Consumers seeking reliable information on product safety are best served by consulting the findings of independent, authoritative scientific and regulatory bodies. Relying on partial interpretations of scientific literature or alarmist claims from non-expert sources can lead to unnecessary fear and potentially detrimental choices regarding personal health and sun protection. The scientific consensus remains clear: retinyl palmitate, when used in sunscreens, does not promote skin cancer and can be considered a safe ingredient for daily use.

References

National Toxicology Program. Photocarcinogenesis study of retinoic acid and retinyl palmitate [CAS Nos. 302-79-4 (All-trans-retinoic acid) and 79-81-2 (All-trans-retinyl palmitate)] in SKH-1 mice (Simulated Solar Light and Topical Application Study). Natl Toxicol Program Tech Rep Ser. 2012;(568):1-352.

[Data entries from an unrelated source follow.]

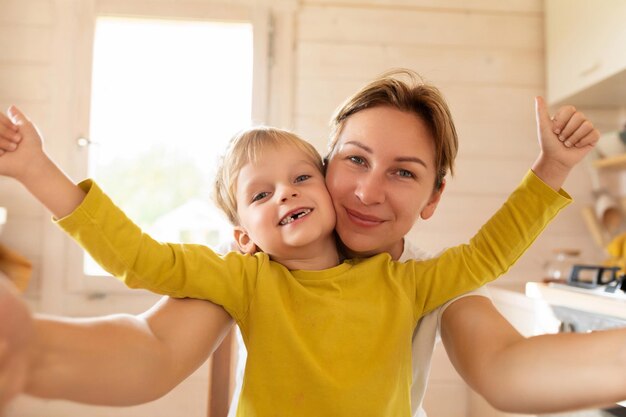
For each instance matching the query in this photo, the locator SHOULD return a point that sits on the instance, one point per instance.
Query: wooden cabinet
(586, 52)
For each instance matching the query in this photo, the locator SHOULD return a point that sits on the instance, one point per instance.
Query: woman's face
(381, 178)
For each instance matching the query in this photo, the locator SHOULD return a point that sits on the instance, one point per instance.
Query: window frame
(76, 281)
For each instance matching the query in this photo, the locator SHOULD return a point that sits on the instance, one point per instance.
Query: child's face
(283, 205)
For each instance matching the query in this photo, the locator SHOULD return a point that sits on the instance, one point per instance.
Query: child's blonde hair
(405, 90)
(248, 147)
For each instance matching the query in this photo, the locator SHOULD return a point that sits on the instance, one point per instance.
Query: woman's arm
(124, 359)
(540, 374)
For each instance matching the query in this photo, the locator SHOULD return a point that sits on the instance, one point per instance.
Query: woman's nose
(370, 190)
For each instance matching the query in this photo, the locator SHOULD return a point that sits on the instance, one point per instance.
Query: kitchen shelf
(613, 162)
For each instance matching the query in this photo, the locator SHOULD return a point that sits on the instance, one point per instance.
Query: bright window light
(166, 97)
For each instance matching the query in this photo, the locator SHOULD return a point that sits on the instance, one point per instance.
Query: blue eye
(357, 160)
(406, 174)
(260, 196)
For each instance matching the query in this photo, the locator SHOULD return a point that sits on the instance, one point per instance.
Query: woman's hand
(564, 140)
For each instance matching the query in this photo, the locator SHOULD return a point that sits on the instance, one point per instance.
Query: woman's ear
(430, 207)
(244, 242)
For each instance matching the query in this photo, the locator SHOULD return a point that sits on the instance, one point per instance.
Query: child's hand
(566, 137)
(16, 162)
(9, 135)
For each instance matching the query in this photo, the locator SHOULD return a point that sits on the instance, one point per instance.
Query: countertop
(578, 299)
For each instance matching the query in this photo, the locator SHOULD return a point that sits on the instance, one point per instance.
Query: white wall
(487, 56)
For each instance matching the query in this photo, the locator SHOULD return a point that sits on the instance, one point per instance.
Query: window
(166, 95)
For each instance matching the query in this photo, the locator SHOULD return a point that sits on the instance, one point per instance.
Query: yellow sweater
(335, 342)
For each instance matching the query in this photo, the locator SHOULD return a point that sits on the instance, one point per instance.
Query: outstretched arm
(30, 165)
(123, 359)
(540, 374)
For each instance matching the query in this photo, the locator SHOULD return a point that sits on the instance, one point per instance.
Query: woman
(377, 201)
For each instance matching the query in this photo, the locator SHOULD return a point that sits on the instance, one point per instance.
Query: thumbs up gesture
(26, 155)
(567, 136)
(564, 140)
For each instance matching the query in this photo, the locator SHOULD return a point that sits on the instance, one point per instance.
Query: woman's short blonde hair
(405, 90)
(247, 147)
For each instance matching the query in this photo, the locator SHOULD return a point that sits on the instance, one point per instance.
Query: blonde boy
(300, 309)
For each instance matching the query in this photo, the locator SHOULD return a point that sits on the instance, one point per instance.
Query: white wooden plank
(499, 176)
(25, 44)
(18, 202)
(512, 6)
(25, 82)
(476, 103)
(30, 12)
(386, 26)
(436, 64)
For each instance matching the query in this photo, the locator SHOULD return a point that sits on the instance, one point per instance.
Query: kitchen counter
(564, 297)
(590, 301)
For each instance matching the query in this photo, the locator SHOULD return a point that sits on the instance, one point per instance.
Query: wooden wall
(487, 56)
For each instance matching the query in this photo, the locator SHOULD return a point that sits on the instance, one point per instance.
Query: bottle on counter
(559, 267)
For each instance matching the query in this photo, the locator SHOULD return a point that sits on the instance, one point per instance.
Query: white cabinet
(586, 52)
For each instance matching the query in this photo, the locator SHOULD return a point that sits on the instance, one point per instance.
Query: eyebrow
(397, 159)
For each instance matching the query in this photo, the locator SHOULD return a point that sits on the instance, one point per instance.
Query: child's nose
(288, 192)
(288, 196)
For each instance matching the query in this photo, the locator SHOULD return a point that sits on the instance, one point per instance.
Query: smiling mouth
(292, 217)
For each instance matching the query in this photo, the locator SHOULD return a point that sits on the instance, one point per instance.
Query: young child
(299, 307)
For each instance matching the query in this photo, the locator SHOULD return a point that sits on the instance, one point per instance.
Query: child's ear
(245, 243)
(429, 210)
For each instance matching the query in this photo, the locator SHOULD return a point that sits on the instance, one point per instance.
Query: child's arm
(113, 360)
(123, 359)
(30, 165)
(119, 245)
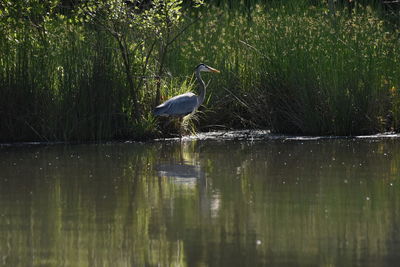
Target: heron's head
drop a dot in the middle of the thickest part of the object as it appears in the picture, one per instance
(204, 67)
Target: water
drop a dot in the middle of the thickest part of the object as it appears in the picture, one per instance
(202, 203)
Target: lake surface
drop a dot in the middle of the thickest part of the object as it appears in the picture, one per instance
(202, 203)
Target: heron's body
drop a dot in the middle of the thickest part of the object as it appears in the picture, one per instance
(184, 104)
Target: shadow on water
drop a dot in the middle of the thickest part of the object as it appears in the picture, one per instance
(212, 203)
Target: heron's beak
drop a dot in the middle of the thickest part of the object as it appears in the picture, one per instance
(213, 70)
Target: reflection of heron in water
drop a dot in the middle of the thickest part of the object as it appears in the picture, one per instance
(190, 174)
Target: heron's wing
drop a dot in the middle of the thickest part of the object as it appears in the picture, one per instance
(179, 105)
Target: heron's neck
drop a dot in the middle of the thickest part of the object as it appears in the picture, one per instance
(202, 87)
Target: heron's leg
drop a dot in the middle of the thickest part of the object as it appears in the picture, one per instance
(180, 127)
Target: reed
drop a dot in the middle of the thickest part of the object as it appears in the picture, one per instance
(294, 67)
(300, 69)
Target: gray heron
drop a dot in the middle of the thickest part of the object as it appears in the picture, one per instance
(184, 104)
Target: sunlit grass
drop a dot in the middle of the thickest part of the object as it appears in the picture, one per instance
(298, 70)
(295, 67)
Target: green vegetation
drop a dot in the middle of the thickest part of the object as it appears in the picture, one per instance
(95, 71)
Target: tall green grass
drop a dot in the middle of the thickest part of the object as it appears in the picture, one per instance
(300, 69)
(294, 67)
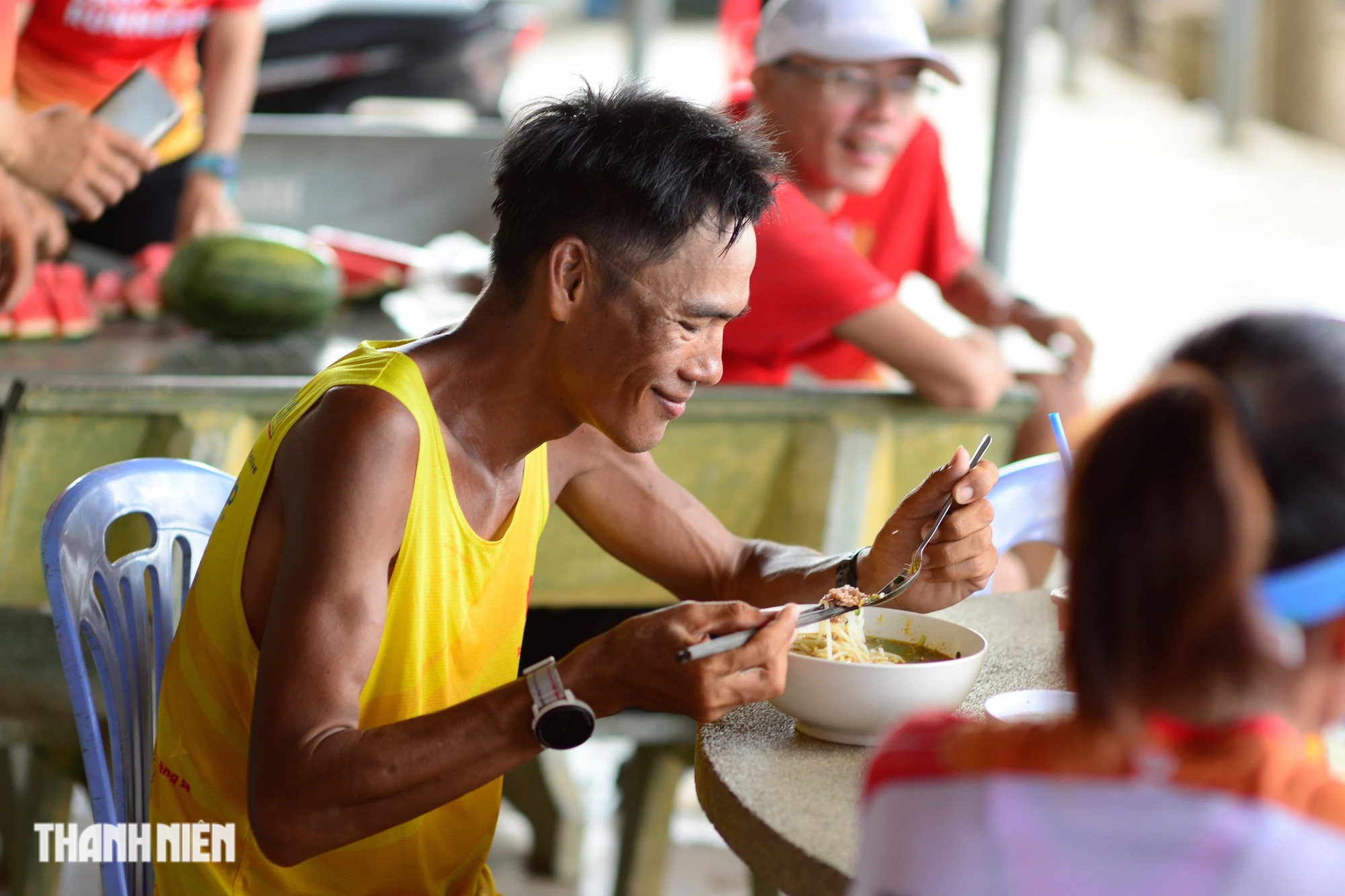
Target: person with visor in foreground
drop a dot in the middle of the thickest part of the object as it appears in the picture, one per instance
(867, 204)
(344, 685)
(1195, 764)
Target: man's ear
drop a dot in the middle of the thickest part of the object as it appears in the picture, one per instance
(572, 276)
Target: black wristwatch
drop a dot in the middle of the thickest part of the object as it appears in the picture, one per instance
(560, 719)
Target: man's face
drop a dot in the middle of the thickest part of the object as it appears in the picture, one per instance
(843, 126)
(629, 362)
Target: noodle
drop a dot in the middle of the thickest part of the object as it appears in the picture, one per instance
(843, 639)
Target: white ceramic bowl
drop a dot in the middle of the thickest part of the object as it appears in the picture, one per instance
(859, 702)
(1032, 705)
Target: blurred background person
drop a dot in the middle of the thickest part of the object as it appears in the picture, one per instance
(77, 52)
(59, 153)
(1195, 763)
(836, 84)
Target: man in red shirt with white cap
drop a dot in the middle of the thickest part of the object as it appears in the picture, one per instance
(836, 84)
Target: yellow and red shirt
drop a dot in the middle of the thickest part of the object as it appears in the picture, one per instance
(79, 52)
(454, 627)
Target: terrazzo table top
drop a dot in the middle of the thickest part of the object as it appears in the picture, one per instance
(789, 803)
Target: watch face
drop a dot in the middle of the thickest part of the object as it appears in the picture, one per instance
(566, 727)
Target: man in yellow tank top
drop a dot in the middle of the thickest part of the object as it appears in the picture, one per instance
(344, 682)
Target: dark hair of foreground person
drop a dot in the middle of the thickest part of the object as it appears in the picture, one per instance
(630, 173)
(1171, 513)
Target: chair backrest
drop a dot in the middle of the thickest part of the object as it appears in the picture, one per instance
(126, 611)
(1030, 502)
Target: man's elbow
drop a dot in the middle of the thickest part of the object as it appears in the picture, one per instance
(280, 833)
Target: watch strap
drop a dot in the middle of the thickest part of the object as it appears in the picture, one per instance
(217, 165)
(544, 684)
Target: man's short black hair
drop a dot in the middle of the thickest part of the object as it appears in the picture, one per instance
(630, 173)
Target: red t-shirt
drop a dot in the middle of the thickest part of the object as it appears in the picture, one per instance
(80, 50)
(814, 271)
(9, 38)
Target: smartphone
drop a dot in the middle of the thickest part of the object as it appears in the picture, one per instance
(141, 107)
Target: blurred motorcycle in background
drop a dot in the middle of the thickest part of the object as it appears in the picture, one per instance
(322, 56)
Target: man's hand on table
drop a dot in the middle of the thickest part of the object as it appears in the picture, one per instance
(1046, 330)
(961, 557)
(636, 665)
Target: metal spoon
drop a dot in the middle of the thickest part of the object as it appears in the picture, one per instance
(884, 595)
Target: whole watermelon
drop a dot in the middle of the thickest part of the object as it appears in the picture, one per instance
(249, 287)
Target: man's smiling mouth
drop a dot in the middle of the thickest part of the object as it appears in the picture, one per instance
(673, 405)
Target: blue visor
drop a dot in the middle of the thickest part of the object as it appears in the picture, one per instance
(1308, 594)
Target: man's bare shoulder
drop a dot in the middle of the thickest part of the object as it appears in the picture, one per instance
(587, 451)
(353, 431)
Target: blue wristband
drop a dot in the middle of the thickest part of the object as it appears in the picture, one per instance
(217, 165)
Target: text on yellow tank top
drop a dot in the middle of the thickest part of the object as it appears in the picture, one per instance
(457, 606)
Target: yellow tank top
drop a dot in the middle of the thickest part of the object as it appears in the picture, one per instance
(457, 606)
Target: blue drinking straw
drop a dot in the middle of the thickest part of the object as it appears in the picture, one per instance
(1067, 459)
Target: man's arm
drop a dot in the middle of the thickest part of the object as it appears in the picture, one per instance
(67, 154)
(232, 49)
(18, 245)
(981, 296)
(631, 509)
(337, 506)
(953, 373)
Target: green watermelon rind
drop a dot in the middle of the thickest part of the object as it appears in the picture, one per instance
(241, 287)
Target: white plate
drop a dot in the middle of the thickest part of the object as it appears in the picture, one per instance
(1032, 705)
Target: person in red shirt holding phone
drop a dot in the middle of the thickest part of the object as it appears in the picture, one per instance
(59, 154)
(75, 53)
(835, 81)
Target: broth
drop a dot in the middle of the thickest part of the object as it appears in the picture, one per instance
(909, 651)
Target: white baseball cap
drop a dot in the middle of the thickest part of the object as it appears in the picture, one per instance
(848, 32)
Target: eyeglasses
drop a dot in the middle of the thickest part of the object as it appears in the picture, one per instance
(852, 84)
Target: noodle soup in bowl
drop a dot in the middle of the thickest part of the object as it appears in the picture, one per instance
(856, 702)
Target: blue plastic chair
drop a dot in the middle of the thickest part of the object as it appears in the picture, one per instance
(127, 612)
(1030, 502)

Tolleson WH, Cherng SH, Xia Q, et al. Photodecomposition and phototoxicity of natural retinoids. Int J Environ Res Public Health. 2005;2(1):147-155. doi:10.3390/ijerph2005010147

Mei N, Xia Q, Chen L, Moore MM, Fu PP, Chen T. Photomutagenicity of retinyl palmitate by ultraviolet a irradiation in mouse lymphoma cells. Toxicol Sci. 2005;88(1):142-149. doi:10.1093/toxsci/kfi291

Scientific Committee on Consumer Products. Opinion on Vitamin A (Retinol, Retinyl Acetate, Retinyl Palmitate). October 6, 2016.

Scientific Committee on Consumer Safety. Revision of the Scientific Opinion (SCCS/1576/16) on Vitamin A (Retinol, Retinyl Acetate, Retinyl Palmitate). October 24, 2022.